IP-LC-MS/MS analysis of O-GlcNAc-modified proteins, represented by (A) flowchart describing the processes used for IP-LC-MS/MS analysis, and (B) Kyoto Encyclopedia of Genes and Genomes–based analysis of significantly enriched pathways represented by proteins that bound to Flag-tagged OGT. Co-IP of OGT-HA and CHK2-Flag was examined using an anti-HA antibody (C) or an anti-Flag antibody (D) in PKO cells. (E) Co-IP of endogenous OGT and CHK2 in PKO cells. (F) Subcellular colocalization of OGT and CHK2 in SK-Hep1 cell was determined with immunofluorescence staining.

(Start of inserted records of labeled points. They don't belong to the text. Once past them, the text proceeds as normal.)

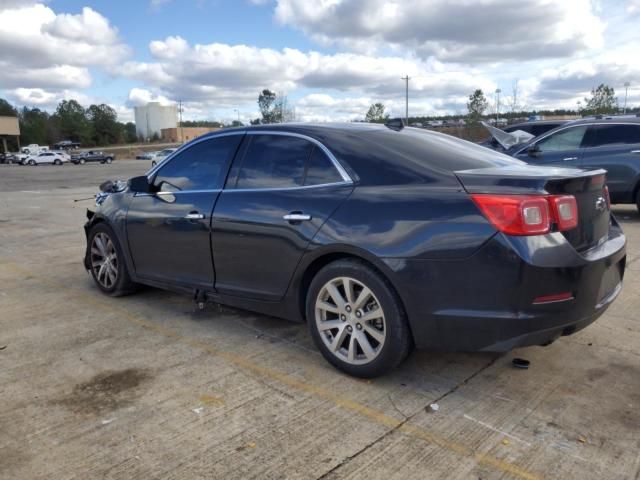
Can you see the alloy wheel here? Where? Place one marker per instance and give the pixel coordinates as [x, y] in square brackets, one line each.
[104, 260]
[350, 320]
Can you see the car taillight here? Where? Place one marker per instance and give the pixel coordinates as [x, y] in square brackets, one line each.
[515, 214]
[564, 211]
[528, 214]
[607, 197]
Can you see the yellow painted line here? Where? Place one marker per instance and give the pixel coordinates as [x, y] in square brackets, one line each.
[242, 362]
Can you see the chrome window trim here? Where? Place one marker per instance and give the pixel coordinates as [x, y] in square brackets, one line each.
[184, 146]
[346, 179]
[574, 126]
[343, 173]
[283, 189]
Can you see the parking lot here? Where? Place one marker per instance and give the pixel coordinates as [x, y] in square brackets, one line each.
[146, 387]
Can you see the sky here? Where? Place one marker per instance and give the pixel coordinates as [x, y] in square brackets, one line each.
[331, 58]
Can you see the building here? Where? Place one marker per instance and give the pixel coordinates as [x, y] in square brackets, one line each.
[9, 127]
[184, 134]
[153, 117]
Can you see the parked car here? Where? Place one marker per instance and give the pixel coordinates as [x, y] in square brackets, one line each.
[610, 143]
[380, 238]
[34, 149]
[160, 156]
[147, 155]
[55, 158]
[92, 156]
[534, 128]
[66, 145]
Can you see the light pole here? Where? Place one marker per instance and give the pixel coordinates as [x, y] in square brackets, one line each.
[406, 78]
[626, 91]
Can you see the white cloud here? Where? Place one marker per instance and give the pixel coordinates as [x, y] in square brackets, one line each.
[41, 51]
[227, 74]
[452, 30]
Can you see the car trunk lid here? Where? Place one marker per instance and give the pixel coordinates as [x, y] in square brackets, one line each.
[588, 188]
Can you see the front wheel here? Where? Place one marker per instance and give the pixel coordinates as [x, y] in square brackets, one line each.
[356, 319]
[106, 262]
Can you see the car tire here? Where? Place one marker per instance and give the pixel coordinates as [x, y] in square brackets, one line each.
[107, 265]
[366, 336]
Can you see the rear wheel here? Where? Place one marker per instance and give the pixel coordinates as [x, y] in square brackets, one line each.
[106, 261]
[356, 319]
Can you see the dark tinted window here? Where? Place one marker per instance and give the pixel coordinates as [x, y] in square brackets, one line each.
[274, 161]
[616, 135]
[320, 169]
[201, 166]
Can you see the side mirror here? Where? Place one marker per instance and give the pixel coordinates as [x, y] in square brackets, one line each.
[140, 184]
[533, 151]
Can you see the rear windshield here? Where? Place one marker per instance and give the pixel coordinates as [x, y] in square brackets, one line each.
[384, 157]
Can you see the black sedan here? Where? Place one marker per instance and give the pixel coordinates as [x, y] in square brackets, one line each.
[380, 238]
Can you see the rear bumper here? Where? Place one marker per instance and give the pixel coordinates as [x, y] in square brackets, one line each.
[486, 302]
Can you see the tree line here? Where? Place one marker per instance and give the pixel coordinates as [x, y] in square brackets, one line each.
[602, 101]
[95, 125]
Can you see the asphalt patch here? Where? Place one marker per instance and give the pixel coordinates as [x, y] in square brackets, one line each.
[106, 391]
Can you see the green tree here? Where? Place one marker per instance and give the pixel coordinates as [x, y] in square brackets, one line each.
[603, 101]
[72, 122]
[6, 109]
[476, 106]
[269, 107]
[376, 114]
[103, 122]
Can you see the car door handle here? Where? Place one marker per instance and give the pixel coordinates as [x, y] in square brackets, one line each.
[297, 217]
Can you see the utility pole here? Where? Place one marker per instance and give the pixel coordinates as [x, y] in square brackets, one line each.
[626, 91]
[406, 79]
[180, 112]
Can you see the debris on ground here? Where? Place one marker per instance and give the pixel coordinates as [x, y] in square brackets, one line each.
[520, 363]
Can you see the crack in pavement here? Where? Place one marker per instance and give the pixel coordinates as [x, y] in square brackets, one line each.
[407, 419]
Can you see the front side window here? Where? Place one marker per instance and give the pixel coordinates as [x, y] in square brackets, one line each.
[616, 135]
[199, 167]
[568, 139]
[274, 161]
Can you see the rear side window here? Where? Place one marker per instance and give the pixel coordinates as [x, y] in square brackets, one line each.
[568, 139]
[615, 135]
[320, 169]
[274, 161]
[201, 166]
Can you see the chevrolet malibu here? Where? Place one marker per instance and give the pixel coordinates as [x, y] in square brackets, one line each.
[381, 238]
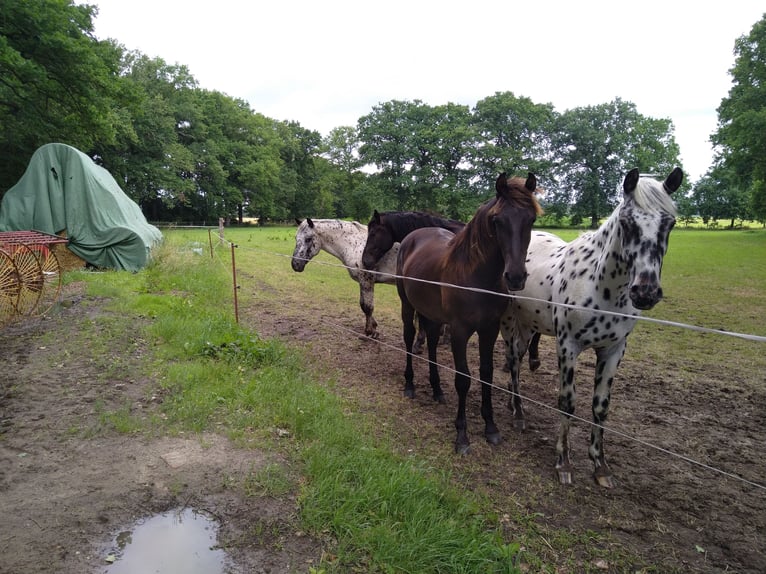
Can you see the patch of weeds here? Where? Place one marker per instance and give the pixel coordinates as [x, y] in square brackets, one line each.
[245, 350]
[270, 480]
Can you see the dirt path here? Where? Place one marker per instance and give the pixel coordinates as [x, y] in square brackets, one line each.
[68, 484]
[676, 515]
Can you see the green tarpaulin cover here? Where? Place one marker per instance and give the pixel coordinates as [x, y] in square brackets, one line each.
[64, 190]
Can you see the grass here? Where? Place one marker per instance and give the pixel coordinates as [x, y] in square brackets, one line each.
[386, 512]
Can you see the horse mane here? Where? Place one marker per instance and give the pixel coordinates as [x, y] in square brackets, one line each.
[467, 245]
[651, 196]
[401, 223]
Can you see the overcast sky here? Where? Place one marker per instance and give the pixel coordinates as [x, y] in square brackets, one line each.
[326, 63]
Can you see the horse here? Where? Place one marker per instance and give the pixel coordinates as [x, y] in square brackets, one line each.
[345, 240]
[615, 268]
[388, 229]
[488, 254]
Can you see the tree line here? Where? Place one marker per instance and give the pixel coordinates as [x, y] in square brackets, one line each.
[184, 153]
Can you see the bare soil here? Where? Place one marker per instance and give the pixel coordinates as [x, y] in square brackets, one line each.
[68, 485]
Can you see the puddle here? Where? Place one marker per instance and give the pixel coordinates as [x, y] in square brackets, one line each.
[177, 542]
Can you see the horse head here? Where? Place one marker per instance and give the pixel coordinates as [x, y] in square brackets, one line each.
[646, 218]
[307, 245]
[512, 216]
[379, 241]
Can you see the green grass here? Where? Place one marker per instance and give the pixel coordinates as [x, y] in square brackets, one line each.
[385, 512]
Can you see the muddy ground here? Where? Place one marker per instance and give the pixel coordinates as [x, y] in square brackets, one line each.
[68, 485]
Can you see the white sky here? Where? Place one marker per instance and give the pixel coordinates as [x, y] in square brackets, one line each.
[326, 63]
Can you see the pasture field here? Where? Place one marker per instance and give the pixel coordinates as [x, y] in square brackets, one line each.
[313, 460]
[697, 395]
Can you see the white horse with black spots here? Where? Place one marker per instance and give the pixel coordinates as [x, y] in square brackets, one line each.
[345, 240]
[614, 269]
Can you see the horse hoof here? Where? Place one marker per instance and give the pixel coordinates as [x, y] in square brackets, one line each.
[565, 476]
[604, 481]
[462, 449]
[493, 438]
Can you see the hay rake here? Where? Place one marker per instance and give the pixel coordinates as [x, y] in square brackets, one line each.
[30, 274]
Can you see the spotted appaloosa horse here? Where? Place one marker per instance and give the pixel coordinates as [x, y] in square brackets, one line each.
[487, 254]
[345, 240]
[615, 269]
[389, 228]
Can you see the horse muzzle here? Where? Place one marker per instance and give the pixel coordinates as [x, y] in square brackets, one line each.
[368, 262]
[515, 282]
[644, 297]
[298, 264]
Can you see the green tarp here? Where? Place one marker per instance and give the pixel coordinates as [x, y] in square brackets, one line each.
[64, 190]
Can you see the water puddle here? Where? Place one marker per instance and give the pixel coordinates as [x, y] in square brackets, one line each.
[177, 542]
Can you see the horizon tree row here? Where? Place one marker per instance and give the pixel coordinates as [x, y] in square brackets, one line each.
[188, 154]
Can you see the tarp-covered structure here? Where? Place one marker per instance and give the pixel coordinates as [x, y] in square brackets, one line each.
[63, 190]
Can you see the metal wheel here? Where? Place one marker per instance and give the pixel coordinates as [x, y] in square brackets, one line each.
[31, 278]
[9, 288]
[51, 270]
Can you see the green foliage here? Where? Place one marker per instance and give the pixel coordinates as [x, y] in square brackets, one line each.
[742, 119]
[597, 146]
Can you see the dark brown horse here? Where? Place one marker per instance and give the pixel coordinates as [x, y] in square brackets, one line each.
[488, 254]
[389, 227]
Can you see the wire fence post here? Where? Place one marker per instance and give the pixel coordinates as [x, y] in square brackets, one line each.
[234, 282]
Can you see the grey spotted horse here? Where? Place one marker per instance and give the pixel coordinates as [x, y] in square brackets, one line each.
[345, 240]
[615, 268]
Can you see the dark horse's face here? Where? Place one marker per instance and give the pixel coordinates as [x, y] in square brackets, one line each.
[646, 220]
[307, 245]
[512, 219]
[379, 241]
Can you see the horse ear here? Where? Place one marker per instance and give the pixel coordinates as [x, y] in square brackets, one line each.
[501, 182]
[531, 183]
[631, 181]
[673, 181]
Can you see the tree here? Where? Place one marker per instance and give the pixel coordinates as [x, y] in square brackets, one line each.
[596, 145]
[57, 83]
[741, 133]
[513, 135]
[718, 196]
[151, 159]
[343, 179]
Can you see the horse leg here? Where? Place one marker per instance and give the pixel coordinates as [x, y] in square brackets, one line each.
[487, 338]
[515, 339]
[567, 359]
[432, 337]
[367, 303]
[459, 341]
[534, 352]
[607, 361]
[417, 348]
[408, 322]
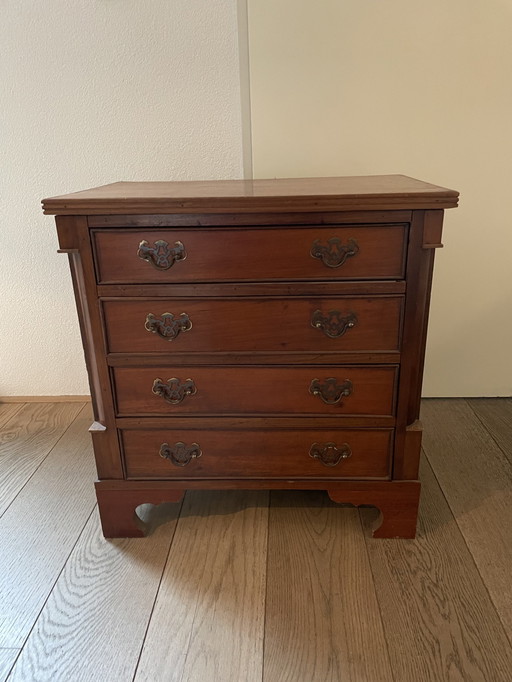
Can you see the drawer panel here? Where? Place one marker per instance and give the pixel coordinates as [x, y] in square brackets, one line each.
[266, 324]
[215, 254]
[339, 453]
[189, 390]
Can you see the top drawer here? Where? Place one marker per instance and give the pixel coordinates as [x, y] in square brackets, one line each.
[165, 256]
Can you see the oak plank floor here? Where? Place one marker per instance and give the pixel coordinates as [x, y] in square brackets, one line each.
[7, 658]
[476, 478]
[438, 618]
[251, 592]
[26, 440]
[40, 527]
[92, 627]
[208, 620]
[323, 621]
[496, 415]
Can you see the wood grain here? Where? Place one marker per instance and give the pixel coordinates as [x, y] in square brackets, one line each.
[39, 529]
[496, 415]
[257, 390]
[7, 658]
[323, 621]
[7, 411]
[261, 324]
[255, 453]
[26, 440]
[476, 479]
[209, 615]
[93, 624]
[438, 618]
[214, 254]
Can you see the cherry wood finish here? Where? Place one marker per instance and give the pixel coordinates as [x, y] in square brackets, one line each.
[275, 340]
[377, 192]
[249, 324]
[214, 254]
[241, 453]
[255, 390]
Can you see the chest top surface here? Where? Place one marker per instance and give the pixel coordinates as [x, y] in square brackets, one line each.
[373, 192]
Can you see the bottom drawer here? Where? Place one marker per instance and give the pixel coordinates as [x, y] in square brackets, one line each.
[250, 453]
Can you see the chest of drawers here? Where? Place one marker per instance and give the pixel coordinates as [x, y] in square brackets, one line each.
[255, 334]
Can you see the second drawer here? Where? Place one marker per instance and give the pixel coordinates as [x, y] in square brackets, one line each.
[255, 390]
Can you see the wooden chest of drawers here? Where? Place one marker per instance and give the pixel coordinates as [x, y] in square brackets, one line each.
[255, 334]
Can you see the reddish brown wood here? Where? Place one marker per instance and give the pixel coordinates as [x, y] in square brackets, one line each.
[420, 264]
[256, 390]
[398, 505]
[117, 508]
[74, 233]
[377, 192]
[267, 220]
[249, 453]
[227, 289]
[251, 254]
[266, 324]
[254, 292]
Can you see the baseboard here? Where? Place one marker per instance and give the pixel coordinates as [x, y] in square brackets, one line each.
[45, 399]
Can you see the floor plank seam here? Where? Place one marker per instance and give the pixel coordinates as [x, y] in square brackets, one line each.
[45, 457]
[156, 593]
[486, 428]
[365, 540]
[491, 600]
[50, 591]
[266, 589]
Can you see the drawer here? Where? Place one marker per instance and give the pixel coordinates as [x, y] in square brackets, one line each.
[203, 255]
[245, 453]
[266, 324]
[255, 390]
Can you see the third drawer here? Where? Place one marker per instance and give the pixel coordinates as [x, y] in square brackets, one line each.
[196, 390]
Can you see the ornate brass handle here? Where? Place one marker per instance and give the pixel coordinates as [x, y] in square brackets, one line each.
[168, 327]
[329, 453]
[333, 324]
[330, 391]
[179, 453]
[174, 391]
[335, 253]
[161, 255]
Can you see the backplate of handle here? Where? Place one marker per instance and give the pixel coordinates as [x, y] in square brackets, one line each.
[168, 326]
[179, 453]
[330, 391]
[161, 255]
[329, 453]
[335, 254]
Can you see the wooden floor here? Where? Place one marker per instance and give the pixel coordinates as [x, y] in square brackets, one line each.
[252, 586]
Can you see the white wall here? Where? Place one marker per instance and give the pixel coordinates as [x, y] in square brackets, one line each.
[95, 91]
[347, 87]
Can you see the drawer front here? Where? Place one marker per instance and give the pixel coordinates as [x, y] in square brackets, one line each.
[203, 255]
[181, 390]
[228, 325]
[323, 453]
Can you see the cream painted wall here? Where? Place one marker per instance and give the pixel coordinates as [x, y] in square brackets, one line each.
[405, 86]
[95, 91]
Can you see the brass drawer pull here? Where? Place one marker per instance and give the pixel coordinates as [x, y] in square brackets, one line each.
[161, 255]
[333, 324]
[174, 391]
[335, 253]
[330, 391]
[168, 327]
[179, 453]
[329, 453]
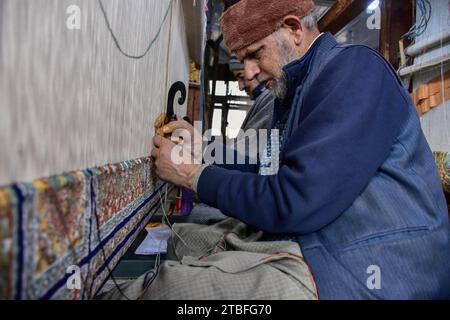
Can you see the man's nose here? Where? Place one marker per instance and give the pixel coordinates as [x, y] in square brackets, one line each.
[251, 69]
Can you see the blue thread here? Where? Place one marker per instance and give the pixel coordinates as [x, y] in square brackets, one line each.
[87, 259]
[20, 236]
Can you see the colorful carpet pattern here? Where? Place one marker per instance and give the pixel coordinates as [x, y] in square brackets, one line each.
[49, 226]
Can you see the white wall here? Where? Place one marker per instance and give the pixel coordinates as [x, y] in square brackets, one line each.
[68, 98]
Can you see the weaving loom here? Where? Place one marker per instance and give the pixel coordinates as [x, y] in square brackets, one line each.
[81, 102]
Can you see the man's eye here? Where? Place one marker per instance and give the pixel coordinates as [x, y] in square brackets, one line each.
[255, 55]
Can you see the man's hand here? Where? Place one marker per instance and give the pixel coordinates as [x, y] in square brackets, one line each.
[175, 163]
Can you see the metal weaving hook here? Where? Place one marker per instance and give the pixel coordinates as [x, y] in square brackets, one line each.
[177, 86]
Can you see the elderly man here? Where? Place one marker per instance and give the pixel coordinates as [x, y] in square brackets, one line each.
[260, 114]
[355, 183]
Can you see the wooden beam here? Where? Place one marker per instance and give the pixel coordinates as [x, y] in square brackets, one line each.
[396, 20]
[341, 13]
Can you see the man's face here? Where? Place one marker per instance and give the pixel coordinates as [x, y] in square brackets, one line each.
[264, 61]
[245, 85]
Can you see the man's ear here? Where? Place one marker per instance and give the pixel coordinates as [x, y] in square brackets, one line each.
[294, 27]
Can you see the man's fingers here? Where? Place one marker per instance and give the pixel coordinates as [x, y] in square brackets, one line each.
[155, 153]
[157, 141]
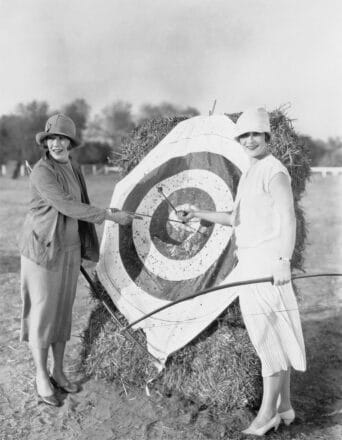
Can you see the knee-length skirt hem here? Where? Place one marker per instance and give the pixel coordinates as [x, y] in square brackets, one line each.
[48, 297]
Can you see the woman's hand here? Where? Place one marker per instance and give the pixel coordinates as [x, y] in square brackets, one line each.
[121, 217]
[281, 272]
[186, 216]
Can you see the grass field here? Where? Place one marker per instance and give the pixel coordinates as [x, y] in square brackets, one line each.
[102, 412]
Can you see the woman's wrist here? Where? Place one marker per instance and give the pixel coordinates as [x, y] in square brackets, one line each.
[284, 260]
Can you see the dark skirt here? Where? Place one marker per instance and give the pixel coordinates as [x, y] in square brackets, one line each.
[48, 297]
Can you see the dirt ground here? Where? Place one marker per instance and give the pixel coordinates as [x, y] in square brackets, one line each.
[102, 411]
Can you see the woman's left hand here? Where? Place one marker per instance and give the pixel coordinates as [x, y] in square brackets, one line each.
[281, 272]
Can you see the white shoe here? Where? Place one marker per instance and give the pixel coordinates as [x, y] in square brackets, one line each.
[288, 416]
[273, 423]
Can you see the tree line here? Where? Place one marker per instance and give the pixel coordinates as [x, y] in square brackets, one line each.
[103, 134]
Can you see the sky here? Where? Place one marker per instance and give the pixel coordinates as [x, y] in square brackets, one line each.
[243, 53]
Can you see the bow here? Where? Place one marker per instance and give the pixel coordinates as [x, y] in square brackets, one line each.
[224, 286]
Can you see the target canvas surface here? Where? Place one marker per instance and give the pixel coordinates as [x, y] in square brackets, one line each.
[159, 259]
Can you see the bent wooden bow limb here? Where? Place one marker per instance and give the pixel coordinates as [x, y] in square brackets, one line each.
[224, 286]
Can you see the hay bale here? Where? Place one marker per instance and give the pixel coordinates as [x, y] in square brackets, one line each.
[219, 369]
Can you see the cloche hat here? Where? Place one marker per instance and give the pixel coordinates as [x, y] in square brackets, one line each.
[253, 120]
[60, 125]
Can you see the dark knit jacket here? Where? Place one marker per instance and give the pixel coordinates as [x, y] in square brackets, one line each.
[41, 237]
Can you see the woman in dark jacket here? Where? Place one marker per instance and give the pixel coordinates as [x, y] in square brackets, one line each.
[57, 233]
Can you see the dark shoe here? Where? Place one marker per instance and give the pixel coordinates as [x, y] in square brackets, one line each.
[67, 388]
[49, 400]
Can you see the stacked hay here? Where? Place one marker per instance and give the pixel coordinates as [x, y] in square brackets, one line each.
[219, 369]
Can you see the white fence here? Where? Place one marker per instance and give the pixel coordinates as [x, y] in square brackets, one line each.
[86, 169]
[324, 171]
[105, 169]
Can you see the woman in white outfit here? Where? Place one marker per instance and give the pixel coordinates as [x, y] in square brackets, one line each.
[265, 227]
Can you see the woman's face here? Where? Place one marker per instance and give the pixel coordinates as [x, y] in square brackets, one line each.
[58, 147]
[254, 144]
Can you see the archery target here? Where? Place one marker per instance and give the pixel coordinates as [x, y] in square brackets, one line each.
[165, 258]
[160, 254]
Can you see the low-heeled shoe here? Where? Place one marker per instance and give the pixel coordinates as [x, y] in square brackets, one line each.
[288, 416]
[68, 388]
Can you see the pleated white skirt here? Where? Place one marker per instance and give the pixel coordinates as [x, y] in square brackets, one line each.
[270, 313]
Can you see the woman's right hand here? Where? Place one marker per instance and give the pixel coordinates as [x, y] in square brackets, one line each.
[186, 216]
[121, 217]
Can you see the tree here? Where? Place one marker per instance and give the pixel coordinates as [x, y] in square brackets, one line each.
[17, 132]
[78, 111]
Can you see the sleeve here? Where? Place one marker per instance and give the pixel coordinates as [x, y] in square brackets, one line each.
[274, 168]
[50, 190]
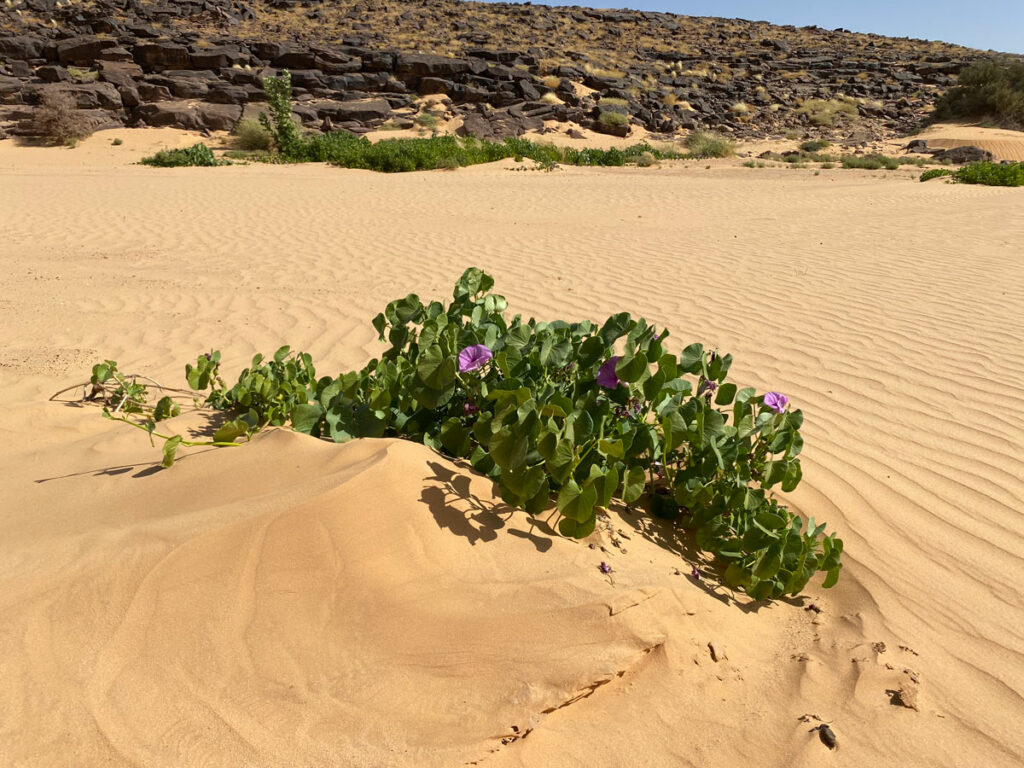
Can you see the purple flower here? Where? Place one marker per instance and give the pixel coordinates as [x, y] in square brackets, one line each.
[776, 401]
[606, 375]
[473, 357]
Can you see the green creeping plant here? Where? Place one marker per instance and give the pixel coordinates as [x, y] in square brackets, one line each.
[571, 414]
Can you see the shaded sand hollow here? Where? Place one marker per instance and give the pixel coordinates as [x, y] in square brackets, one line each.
[298, 603]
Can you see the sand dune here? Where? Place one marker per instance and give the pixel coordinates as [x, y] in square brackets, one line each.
[293, 602]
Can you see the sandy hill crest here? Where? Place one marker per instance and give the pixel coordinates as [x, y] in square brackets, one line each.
[199, 66]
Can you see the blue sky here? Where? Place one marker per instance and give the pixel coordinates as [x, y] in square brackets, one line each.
[983, 24]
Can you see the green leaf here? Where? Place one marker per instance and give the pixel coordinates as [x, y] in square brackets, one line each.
[507, 449]
[170, 449]
[736, 576]
[608, 484]
[612, 449]
[769, 562]
[435, 369]
[231, 431]
[832, 579]
[306, 417]
[636, 481]
[632, 367]
[576, 503]
[770, 521]
[691, 358]
[615, 327]
[574, 529]
[166, 409]
[725, 394]
[793, 476]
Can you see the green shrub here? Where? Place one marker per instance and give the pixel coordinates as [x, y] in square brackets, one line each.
[991, 174]
[281, 123]
[253, 135]
[398, 155]
[814, 145]
[708, 144]
[646, 160]
[560, 416]
[198, 155]
[992, 89]
[870, 162]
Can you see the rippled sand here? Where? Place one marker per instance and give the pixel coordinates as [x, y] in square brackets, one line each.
[293, 602]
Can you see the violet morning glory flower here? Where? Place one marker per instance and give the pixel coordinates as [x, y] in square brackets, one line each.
[473, 357]
[606, 375]
[776, 401]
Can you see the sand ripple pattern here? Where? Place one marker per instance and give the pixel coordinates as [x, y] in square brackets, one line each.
[891, 311]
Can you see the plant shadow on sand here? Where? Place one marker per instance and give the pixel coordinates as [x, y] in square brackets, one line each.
[457, 508]
[698, 566]
[200, 425]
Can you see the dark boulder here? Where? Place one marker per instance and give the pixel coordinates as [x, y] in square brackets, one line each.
[22, 47]
[160, 56]
[87, 95]
[431, 86]
[220, 57]
[375, 110]
[411, 67]
[115, 54]
[153, 92]
[497, 126]
[190, 117]
[51, 74]
[227, 94]
[120, 73]
[82, 51]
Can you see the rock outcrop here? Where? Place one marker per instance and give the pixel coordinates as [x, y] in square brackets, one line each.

Scale bar: 50 μm. (G) Schematic representation of the CHK2 constructs. WT CHK2 contains 3 domains, including a SQ/TQ cluster domain, a Forkhead-associated (FHA) domain, and a kinase domain. Truncation mutants of CHK2, comprising amino acids (aa) 69–543 or 1–221, were designated as ΔN and ΔC, respectively. (H) Interactions between OGT and full-length WT, the ΔN, or the ΔC in HEK293 cells were determined by co-IP. (I) CHK2 IP with anti-Flag M2 agarose beads in HEK293 cells transfected with CHK2-Flag or a vector control. (J) PKO cells were treated with 50 μM PUGNAc or 50 μM ST for 24 hours, incubated in 5 mM glucose, and followed by a sWGA pull-down assay. Western blot was determined by anti-CHK2. Cell lysates of PCK1-OE cells (K), PKO cells (L), or SK-Hep1 cells treated with 1 mM PEP or OAA (M) were immunoprecipitated with anti-Flag agarose beads and immunoblotted, as indicated. (N) LC-MS analysis of CHK2-Flag identified residue T378 as the CHK2 O-GlcNAcylation site, which corresponded to the O-GlcNAcylated CHK2 peptide ILGETSLMR. (O) IP with anti-Flag M2 agarose beads in PKO cells. Cells were transfected with vectors encoding Flag-tagged versions of WT CHK2, T378A CHK2, or T383A CHK2. (P) Cross-species sequence alignment of CHK2.